Pagina di diario. Incontri sull'autobus.



Sul bus a Bologna incontri chiunque. Ragazzi che vanno o tornano da scuola, adolescenti che escono per il centro, adulti che lavorano, vecchietti che vanno a fare la spesa, pazzi e universitari. Prima che le nostre vite venissero completamente scombussolate da questo virus, viaggiare in bus per me rappresentava una specie di avventura. Ogni volta succedeva qualcosa. 

Prendo quasi sempre le stesse linee: l'11, il 36 o il 19. 

Un giorno incontrai un uomo con la sindrome di Tourette, o meglio, io pensavo che ce l'avesse e ora spiego perché. Ero sull'11, mi sembra, con la testa inchiodata al telefono come una vera centennial. Poi qualcosa attirò la mia attenzione: un uomo vicino alle porte di uscita aveva degli strani tic. Scalciava ogni tanto col piede destro e faceva delle smorfie con la faccia come se stesse addentando del cibo invisibile. 

Ad una fermata salì una ragazza che andò a sedersi dietro e lui dopo averla guardata mezzo secondo guardando a terra disse: <<Che bella figa>>. A questa frase molti si allontanarono da lui, ma non era una persona pericolosa, non capivo perché. Forse è vero che la lingua ferisce più della spada. Fu molto divertente quando ad un'altra fermata scese una donna dai tratti orientali, perché lui mentre la seguiva con lo sguardo, esclamò: <<Chin, chong, chang, ching, chang>>. 

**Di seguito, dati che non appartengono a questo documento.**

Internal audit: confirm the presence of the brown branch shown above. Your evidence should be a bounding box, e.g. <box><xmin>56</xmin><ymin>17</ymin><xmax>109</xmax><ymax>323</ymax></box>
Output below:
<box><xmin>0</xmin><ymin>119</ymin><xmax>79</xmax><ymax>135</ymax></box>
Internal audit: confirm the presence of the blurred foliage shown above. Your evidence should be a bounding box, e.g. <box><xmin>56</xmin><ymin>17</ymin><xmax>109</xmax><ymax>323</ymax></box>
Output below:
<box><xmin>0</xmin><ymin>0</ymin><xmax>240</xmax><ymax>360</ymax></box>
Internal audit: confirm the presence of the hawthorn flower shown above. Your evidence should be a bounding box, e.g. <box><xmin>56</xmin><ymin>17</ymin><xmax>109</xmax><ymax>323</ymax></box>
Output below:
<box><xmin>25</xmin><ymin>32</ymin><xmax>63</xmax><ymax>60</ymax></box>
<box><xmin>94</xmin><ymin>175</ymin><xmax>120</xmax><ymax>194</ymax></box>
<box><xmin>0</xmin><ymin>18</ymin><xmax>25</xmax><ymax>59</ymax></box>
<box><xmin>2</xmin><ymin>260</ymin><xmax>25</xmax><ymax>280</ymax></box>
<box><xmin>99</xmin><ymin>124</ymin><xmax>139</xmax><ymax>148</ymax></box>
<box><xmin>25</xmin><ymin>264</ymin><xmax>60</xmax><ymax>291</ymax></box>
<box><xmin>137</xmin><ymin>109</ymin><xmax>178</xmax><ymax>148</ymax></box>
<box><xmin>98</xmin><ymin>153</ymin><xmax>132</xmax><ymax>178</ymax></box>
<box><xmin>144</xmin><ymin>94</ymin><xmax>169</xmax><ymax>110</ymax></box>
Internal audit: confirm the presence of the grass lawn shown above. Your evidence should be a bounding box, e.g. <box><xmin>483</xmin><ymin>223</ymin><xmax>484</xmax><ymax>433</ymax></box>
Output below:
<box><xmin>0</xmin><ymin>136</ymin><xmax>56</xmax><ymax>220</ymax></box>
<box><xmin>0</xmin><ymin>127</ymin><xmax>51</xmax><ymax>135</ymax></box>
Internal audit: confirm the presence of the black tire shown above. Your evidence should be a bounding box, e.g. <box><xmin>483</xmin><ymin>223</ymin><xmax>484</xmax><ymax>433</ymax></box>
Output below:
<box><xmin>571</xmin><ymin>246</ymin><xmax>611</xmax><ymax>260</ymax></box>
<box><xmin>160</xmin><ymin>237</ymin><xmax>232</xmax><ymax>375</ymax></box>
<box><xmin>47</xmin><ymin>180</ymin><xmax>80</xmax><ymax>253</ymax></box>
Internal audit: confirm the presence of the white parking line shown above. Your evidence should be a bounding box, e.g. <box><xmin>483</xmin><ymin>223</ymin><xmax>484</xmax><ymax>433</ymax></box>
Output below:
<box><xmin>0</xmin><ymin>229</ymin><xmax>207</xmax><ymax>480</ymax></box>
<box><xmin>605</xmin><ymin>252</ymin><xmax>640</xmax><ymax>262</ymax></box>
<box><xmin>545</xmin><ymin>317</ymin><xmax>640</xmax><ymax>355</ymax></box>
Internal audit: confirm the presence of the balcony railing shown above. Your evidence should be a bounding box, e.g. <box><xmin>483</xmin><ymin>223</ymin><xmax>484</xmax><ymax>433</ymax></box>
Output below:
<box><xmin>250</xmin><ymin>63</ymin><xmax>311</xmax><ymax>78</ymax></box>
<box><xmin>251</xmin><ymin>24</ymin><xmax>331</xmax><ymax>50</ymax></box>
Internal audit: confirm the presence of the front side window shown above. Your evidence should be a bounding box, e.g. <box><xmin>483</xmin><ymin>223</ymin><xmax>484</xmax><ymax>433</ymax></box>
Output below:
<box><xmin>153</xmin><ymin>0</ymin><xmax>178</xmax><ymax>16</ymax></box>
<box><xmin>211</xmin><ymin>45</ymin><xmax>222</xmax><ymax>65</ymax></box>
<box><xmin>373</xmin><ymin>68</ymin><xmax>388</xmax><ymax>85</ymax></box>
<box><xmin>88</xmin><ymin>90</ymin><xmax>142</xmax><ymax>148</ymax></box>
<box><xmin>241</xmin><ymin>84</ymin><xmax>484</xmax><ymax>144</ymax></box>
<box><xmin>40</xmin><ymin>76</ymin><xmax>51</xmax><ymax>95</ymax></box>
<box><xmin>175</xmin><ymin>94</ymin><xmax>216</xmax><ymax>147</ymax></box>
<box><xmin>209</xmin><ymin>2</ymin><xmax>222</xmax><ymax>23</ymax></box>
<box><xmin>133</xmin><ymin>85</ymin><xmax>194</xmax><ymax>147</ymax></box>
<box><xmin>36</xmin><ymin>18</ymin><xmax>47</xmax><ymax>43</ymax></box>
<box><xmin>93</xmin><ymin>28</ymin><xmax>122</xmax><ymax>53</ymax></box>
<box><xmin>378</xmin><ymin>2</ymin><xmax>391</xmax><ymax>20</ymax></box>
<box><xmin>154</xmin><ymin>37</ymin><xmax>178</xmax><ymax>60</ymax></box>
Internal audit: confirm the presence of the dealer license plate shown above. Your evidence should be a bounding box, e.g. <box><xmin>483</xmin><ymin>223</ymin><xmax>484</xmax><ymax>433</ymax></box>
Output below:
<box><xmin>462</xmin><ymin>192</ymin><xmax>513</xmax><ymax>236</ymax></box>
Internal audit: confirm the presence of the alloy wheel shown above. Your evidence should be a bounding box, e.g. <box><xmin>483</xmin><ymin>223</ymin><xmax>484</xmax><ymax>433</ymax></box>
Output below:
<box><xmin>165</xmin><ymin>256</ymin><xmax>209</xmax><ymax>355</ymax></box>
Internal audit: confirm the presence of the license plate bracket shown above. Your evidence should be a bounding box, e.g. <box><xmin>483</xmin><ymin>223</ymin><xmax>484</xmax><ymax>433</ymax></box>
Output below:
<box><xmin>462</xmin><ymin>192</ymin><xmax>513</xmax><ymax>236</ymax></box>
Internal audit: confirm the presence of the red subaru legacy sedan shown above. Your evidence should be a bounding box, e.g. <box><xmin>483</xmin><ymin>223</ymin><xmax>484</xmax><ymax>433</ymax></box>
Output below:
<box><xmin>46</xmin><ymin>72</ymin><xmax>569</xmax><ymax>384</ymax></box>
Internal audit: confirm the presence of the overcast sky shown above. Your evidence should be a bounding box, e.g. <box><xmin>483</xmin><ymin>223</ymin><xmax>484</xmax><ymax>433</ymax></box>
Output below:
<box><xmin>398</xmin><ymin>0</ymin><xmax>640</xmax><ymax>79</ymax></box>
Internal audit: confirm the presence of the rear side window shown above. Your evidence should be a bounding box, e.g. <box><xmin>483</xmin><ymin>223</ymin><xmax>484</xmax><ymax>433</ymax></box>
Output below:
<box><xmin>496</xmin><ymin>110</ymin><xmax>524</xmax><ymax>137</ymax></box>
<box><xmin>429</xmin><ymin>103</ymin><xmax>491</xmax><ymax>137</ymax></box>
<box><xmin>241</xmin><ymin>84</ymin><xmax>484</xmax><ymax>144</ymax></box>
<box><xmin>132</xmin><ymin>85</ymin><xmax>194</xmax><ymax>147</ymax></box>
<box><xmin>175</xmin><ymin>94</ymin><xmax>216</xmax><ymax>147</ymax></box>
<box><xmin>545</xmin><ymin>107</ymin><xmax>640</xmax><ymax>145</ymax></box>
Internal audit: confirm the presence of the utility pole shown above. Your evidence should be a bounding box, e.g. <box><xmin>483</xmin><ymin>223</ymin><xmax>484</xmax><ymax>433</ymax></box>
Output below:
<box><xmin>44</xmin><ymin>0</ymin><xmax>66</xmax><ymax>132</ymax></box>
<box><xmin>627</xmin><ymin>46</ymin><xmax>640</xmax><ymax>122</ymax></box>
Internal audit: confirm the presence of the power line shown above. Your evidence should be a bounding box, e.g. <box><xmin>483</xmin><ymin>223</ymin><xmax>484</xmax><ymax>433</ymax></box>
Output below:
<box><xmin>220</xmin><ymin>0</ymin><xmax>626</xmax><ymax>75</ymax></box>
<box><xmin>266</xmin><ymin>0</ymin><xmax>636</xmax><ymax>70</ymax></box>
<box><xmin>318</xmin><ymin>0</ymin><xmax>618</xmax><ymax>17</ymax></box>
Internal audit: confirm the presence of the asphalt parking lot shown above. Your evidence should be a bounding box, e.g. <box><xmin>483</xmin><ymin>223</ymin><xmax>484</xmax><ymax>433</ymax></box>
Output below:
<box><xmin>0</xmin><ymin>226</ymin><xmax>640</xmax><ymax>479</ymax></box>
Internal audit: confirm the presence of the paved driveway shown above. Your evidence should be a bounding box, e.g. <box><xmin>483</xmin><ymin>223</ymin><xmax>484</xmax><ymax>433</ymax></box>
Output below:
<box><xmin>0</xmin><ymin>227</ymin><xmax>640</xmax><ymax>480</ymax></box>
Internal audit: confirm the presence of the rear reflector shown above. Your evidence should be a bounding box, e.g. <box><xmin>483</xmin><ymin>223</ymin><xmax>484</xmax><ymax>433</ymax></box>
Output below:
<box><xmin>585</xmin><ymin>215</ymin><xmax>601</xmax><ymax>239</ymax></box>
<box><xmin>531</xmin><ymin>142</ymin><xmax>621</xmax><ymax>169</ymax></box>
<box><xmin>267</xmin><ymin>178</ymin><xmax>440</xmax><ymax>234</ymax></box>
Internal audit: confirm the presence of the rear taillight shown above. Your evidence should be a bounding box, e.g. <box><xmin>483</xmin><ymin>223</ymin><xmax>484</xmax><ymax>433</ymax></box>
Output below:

Una mattina, invece, presi il bus per andare a sostenere un esame. Non volevo sedermi, quindi mi sistemai più o meno al centro, poggiata al vetro. Sentivo che in fondo al bus c'era una donna che cantava, non la vedevo quindi doveva essere seduta. Cantava canzoni che non conoscevo, forse era dialetto bolognese. Mi diverto moltissimo a vedere le reazioni degli altri. Immaginate un autobus con un discreto numero di passeggeri che viaggia nel silenzio di una mattinata infrasettimanale e che questo silenzio ogni tanto viene interrotto da una signora che canta, o meglio urla, con una voce stonata e stridula. La maggior parte delle facce dei passeggeri resta quasi impassibile, come se ignorare il suono lo facesse automaticamente scomparire. Altri invece sono infastiditi o curiosi. Io mi diverto. Per qualche minuto la cantante fa silenzio, stava zitta e sembrava aver terminato il suo concerto. Dopo pochissimo tempo, ad una fermata, sale un ragazzo che si siede proprio di fronte a me e inizia a parlare da solo. Nonostante avesse un accento settentrionale lo sfondo del suo telefono mostrava il ritratto di San Gennaro e aveva in mano alcune dispense di non so quale materia. Questo ragazzo era molto allegro, teneva un dialogo con se stesso e rideva alle cose che lui stesso diceva. Ogni tanto parlava e ogni tanto cantava tenendo il ritmo con le mani sulle ginocchia. Io dentro stavo morendo, volevo scoppiare a ridere ma non potevo. Ad un certo punto il bus si ferma ad un semaforo rosso. Alla corsia di destra fa la stessa cosa una volante della polizia. La donna che stava dietro, e che fino a quel momento era stata zitta, non appena vide la macchina della polizia accostata proprio vicino a noi, urlò:<< LA POLIZIA!! CHE SCHIFO LA POLIZIA!!>>. La prima cosa che ho fatto è stata osservare il ragazzo di fronte a me, per vedere come avrebbe reagito, perché sapevo che avrebbe fatto qualcosa. E infatti prima si è rallegrato con una risatina e poi ha iniziato a cantare una canzoncina: <<Digoooos boiaaaa, Digoooos boiaaaa>>. Per un attimo ho avuto l'impulso di non scendere alla mia fermata e restare con loro, ma invece andai a fare l'esame. Mi portarono fortuna.